This repository contains a machine translation model that translates Farsi text to English using an encoder-decoder architecture.
The standardize_en
and standardize_fa
functions perform text preprocessing. standardize_en
normalizes text,
converts it to lowercase, keeps only alphabets, space, and selected punctuation marks, removes leading and trailing
whitespaces, and adds special tokens [START]
and [END]
. standardize_fa
removes specific punctuation marks and
performs similar preprocessing as standardize_en
.
An example Farsi text is defined, and the standardize_en
function is applied to it to obtain the preprocessed text.
Variables are defined for removing specific punctuation marks in the standardize_fa
function using regular
expressions.
Text vectorization layers for English and Farsi languages are defined. en_vectorization
for English language
uses standardize_en
for text preprocessing and has a maximum vocabulary size of 5000 tokens. fa_vectorization
for
Farsi language uses standardize_fa
for text preprocessing and has a maximum vocabulary size of 5000 tokens.
Tokenization of text data is performed using text vectorization layers en_vectorization
and fa_vectorization
. The
layers are adapted to the target and input data, and the top 10 words in the vocabulary for each layer are printed. The
Farsi text data example_input_batch
is tokenized using fa_vectorization
layer, and the English text
data example_target_batch
is tokenized using en_vectorization
layer.
The size of the vocabulary for fa_vectorization
is returned.
The tokenized sequence from the en_vectorization
and fa_vectorization
layers is converted back to the original text
by mapping each token to the corresponding word in the vocabulary. The reconstructed text is printed.
The embedding dimension and the number of units for the LSTM layer are defined.
The Encoder
class is defined, which takes input_vocab_size
, embedding_dim
, and enc_units
as arguments.
The call
method of the Encoder
class receives a sequence of tokens and an optional initial state, passes the tokens
through the embedding layer to obtain a sequence of vectors, and passes the sequence of vectors through the GRU layer to
obtain a new sequence of vectors and an internal state. Finally, it returns the new sequence of vectors and the internal
state.
An instance of the Encoder
class is created with the Farsi text vectorization layer fa_vectorization
as input. The
Encoder layer is applied to the tokenized Farsi text data example_tokens
and the output and the state are saved. The
shapes of the input batch, input batch tokens, encoder output, and encoder state are printed.
The BahdanauAttention
class is defined, which takes units
as input. The call
method of the BahdanauAttention
class receives a query tensor, a value tensor, and a mask tensor, passes the query tensor through the W1 dense layer and
the value tensor through the W2 dense layer to obtain the transformed query and value vectors, computes the attention
scores between the query vector and each value vector, applies the mask to the attention scores, and computes the
context vector as the weighted sum of the value vectors.

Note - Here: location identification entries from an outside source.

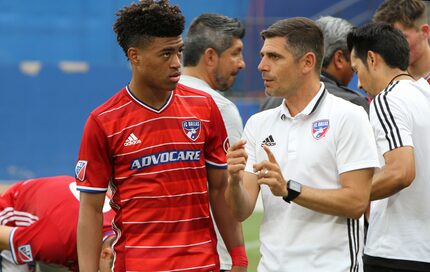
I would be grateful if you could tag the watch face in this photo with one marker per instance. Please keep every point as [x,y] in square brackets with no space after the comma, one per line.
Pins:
[295,186]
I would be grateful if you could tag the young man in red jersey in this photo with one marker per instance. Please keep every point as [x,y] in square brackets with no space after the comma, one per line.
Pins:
[38,221]
[162,149]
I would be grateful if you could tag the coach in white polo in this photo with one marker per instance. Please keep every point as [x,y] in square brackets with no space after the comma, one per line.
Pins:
[399,227]
[312,158]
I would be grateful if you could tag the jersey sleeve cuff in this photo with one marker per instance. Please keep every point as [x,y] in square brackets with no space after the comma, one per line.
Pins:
[216,165]
[87,189]
[359,165]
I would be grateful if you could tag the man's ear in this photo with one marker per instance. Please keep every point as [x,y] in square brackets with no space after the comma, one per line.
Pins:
[133,55]
[425,29]
[372,59]
[309,61]
[339,60]
[210,57]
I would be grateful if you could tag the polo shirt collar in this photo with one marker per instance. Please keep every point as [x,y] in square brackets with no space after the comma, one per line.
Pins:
[309,109]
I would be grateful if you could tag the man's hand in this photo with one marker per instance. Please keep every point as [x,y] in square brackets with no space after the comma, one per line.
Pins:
[236,161]
[270,174]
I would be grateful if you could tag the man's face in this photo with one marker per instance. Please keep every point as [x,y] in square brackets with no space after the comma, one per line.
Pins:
[279,69]
[158,68]
[363,74]
[230,62]
[417,41]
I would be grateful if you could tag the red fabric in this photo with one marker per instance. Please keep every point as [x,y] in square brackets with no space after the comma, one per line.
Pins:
[157,165]
[45,214]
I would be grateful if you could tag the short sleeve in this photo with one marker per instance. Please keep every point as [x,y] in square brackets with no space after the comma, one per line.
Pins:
[250,147]
[391,122]
[217,142]
[355,143]
[94,167]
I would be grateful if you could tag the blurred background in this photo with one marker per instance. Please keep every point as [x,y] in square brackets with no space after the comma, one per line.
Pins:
[59,60]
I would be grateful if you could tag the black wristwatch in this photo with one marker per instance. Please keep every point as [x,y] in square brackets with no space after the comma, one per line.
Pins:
[294,189]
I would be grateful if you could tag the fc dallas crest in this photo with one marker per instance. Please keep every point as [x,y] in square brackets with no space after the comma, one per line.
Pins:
[320,128]
[191,128]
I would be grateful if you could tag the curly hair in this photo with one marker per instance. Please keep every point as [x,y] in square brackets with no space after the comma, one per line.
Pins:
[139,23]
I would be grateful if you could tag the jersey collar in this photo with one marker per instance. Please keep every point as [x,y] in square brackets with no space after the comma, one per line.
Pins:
[309,109]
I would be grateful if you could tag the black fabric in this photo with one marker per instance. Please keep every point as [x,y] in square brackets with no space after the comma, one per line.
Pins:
[388,265]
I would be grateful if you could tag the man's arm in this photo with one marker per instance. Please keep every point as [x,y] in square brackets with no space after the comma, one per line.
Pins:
[351,200]
[90,225]
[242,189]
[229,228]
[397,173]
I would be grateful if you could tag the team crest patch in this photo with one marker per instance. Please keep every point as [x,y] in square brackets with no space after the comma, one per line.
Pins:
[192,129]
[80,169]
[24,253]
[226,145]
[320,128]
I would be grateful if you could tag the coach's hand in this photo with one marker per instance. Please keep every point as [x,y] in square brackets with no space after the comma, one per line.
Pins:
[236,161]
[270,174]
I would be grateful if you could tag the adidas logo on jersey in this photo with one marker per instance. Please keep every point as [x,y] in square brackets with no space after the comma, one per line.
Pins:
[269,141]
[132,140]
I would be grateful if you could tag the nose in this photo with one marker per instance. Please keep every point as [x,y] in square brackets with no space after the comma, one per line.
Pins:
[262,66]
[241,64]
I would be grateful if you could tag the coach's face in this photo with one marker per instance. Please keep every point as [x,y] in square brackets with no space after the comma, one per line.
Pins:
[157,65]
[278,67]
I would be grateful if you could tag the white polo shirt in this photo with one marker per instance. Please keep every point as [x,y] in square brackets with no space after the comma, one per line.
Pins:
[399,227]
[329,137]
[234,126]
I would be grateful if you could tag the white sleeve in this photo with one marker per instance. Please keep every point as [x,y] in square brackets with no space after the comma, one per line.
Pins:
[250,147]
[233,122]
[355,143]
[391,121]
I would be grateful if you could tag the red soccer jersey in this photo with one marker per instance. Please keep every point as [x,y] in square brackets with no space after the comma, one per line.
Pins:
[44,213]
[156,161]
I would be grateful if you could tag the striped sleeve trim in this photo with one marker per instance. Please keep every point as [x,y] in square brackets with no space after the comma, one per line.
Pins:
[354,244]
[386,119]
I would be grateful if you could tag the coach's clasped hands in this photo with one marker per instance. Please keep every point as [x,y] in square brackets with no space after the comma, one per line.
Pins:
[270,174]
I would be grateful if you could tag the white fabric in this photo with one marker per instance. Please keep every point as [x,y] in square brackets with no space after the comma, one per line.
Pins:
[400,224]
[234,126]
[292,237]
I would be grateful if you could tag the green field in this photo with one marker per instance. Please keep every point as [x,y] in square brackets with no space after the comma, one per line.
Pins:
[251,228]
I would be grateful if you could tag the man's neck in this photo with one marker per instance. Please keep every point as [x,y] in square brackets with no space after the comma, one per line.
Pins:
[298,101]
[199,73]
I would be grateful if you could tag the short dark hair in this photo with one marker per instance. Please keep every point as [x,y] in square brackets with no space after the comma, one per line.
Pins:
[302,36]
[410,13]
[383,39]
[139,23]
[210,31]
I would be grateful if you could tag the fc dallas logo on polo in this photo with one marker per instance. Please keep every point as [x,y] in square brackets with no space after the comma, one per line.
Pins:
[320,128]
[191,128]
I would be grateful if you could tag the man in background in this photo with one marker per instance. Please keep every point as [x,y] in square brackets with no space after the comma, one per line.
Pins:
[212,60]
[398,238]
[336,70]
[38,223]
[410,17]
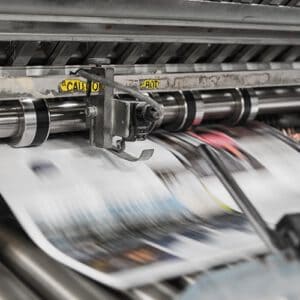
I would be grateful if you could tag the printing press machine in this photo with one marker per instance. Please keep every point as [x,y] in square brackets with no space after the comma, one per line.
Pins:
[119,70]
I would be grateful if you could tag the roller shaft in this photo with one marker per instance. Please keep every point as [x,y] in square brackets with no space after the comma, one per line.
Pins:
[67,115]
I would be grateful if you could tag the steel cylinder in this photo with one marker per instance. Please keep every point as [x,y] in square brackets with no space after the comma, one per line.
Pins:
[68,114]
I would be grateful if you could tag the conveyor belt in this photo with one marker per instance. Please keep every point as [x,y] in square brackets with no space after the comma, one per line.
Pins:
[20,53]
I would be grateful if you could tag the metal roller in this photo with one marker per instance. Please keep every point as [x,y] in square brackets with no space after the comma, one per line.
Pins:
[181,110]
[11,288]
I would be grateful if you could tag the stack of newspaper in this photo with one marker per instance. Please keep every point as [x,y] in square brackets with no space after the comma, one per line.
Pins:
[127,224]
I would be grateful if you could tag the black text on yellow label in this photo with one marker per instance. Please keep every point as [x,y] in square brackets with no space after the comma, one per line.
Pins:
[77,85]
[149,84]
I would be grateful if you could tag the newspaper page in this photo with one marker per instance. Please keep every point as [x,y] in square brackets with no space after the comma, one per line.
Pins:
[127,224]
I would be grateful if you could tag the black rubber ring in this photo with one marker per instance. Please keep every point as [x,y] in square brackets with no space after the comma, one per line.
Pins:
[247,106]
[42,122]
[191,109]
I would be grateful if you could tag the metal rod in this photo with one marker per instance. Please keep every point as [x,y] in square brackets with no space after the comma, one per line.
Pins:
[68,114]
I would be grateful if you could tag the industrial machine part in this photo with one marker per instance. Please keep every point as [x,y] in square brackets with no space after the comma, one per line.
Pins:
[121,69]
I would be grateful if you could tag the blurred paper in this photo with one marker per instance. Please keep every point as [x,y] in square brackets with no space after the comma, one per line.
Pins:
[126,224]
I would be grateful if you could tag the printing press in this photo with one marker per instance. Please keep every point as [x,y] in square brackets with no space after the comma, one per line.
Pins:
[188,77]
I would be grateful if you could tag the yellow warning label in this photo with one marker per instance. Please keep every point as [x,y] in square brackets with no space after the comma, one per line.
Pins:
[77,85]
[149,84]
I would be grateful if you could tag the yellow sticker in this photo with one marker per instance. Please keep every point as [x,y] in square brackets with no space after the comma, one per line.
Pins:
[149,84]
[77,85]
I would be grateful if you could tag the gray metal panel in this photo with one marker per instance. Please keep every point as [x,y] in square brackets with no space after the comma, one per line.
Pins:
[155,12]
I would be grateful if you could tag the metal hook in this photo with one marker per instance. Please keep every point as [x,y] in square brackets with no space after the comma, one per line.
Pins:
[145,155]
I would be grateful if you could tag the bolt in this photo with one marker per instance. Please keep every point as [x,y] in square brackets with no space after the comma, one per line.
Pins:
[91,111]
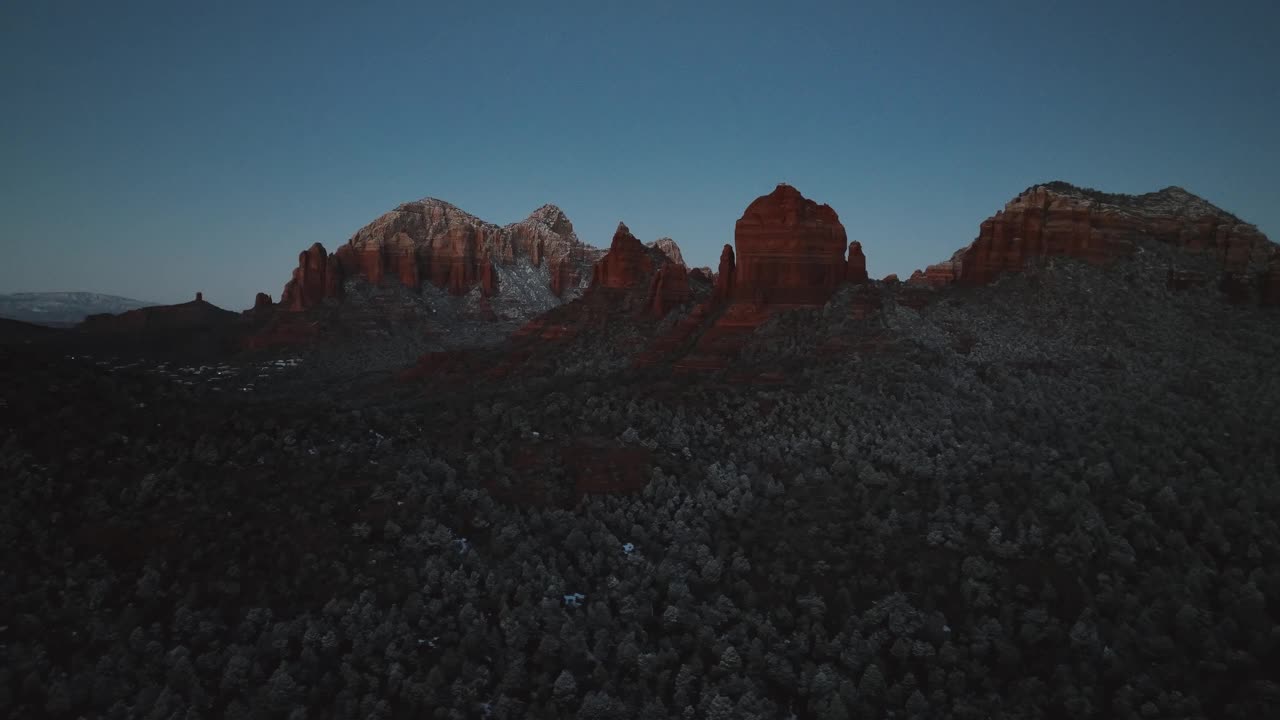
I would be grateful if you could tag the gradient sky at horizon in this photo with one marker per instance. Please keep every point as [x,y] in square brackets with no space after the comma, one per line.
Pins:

An instance of the BahdanauAttention
class is created with units
set to 10. The attention layer is applied to a
query tensor and a value tensor, and the output is saved. The shape of the output tensor is printed.
The Decoder
class is defined, which takes target_vocab_size
, embedding_dim
, dec_units
, and att_units
as
arguments. The call
method of the Decoder
class receives a sequence of tokens, an encoder output, an optional
initial state, and an optional mask, passes the tokens through the embedding layer to obtain a sequence of vectors,
passes the sequence of vectors and the initial state through the GRU layer to obtain a new sequence of vectors and a new
state, passes the new sequence of vectors and the encoder output through the attention layer to obtain a context vector,
concatenates the context vector with each vector in the new sequence of vectors to obtain a new sequence of vectors with
context, and passes the new sequence of vectors through a dense layer to obtain the logits for each token in the target
vocabulary. Finally, it returns the logits.
An instance of the Decoder
class is created with the English text vectorization layer en_vectorization
as input, and
the hyperparameters defined earlier. The Decoder layer is applied to the tokenized English text
data example_target_tokens
, the encoder output, and the encoder state, and the output is saved. The shape of the
output tensor is printed.
The Translator
class is defined, which takes encoder
, decoder
, fa_vectorization
, and en_vectorization
as
arguments. The call
method of the Translator
class receives a sequence of tokens in Farsi, passes the tokens through
the encoder to obtain the encoder output and the encoder state, initializes the decoder state with the encoder state,
generates a sequence of tokens in English by iteratively applying the decoder to the previous token and the current
decoder state until the [END]
token is generated or the maximum sequence length is reached, and finally returns the
generated sequence of tokens in English.
An instance of the Translator
class is created with the Encoder
and Decoder
layers created earlier, and
the fa_vectorization
and en_vectorization
vectorization layers. The translate
method of the Translator
class is
used to translate the example Farsi text example_input
to English, and the translated text example_output
is
printed.
Note that the hyperparameters, text preprocessing functions, and vectorization layers can be adjusted to optimize the performance of the model for specific use cases.